Gunnar – relationships buffer stress

So, I spent a good part of my early career trying to understand what regulates stress in very young children who were too young to regulate stress by controlling and predicting and all of those things. And the biggest thing was relationships. So what regulated, incredibly powerful stress regulators, to be in a secure attachment relationship with a person who is present. Not just to be in a secure attachment relationship and that person isn’t present, but to have that person present and you trust, and we’re still trying to figure out but I think it actually influences a region call the orbital frontal cortex, and it probably actually short circuits the signals to stress biology. 

So what, for example, we studied babies when they were going to their Well Baby checkup—I use doctors a lot to stress babies because they could do things to make the baby healthy that were way more stressful than I could do—and we were interested in the physical exam and the shots that babies get.

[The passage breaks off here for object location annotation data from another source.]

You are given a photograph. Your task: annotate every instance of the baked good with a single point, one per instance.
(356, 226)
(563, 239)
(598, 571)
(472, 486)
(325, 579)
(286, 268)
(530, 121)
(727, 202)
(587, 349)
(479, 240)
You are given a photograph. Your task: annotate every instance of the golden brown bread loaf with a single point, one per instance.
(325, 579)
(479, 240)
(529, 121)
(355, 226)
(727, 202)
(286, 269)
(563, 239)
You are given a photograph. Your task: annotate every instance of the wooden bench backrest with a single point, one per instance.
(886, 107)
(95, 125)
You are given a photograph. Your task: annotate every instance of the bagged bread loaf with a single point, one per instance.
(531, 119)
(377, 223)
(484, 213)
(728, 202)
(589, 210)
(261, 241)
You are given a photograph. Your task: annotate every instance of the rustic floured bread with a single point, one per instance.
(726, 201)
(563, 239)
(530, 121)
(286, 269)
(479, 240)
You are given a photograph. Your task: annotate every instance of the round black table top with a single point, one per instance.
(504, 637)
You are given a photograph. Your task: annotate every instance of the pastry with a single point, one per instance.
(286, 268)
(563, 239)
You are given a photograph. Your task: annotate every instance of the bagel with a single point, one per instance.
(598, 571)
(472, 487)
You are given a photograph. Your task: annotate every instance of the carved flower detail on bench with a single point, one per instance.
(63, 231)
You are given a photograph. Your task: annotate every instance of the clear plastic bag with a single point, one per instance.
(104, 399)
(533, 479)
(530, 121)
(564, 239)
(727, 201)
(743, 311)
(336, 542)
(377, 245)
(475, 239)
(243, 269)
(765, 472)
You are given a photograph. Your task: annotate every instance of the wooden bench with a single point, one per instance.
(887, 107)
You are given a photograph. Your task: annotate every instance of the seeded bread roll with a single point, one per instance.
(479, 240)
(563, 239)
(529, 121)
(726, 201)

Two big shots. One in each thigh. Two months, four months, six months, and sometime in the second year. And we followed babies over those shots, and boy, at two months they’re little bodies were going off like crazy, but that was probably okay because they don’t have all those receptors yet for stress biology. 

And then it began to shut down and by 12 months, they didn’t elevate at all. Now, they cried like heck. They hated having shots. Their heart rates went up. But their cortisol didn’t budge. Unless they were in an insecure attachment relationship with their parent, in which case it activated, not horribly, but it was as if the presence of that secure relationship was serving as a buffer. And the less secure relationships were sort of leaky buffers. We of course know that if you take that buffer away, if you send a child to child care, and they’re alone, they’ve lost their buffer and they haven’t yet made the relationship with the person in the day care centre, it’s going to take weeks of every day that baby’s going to elevate, a lot. But after a time, after about two, three weeks, they only elevate a little bit.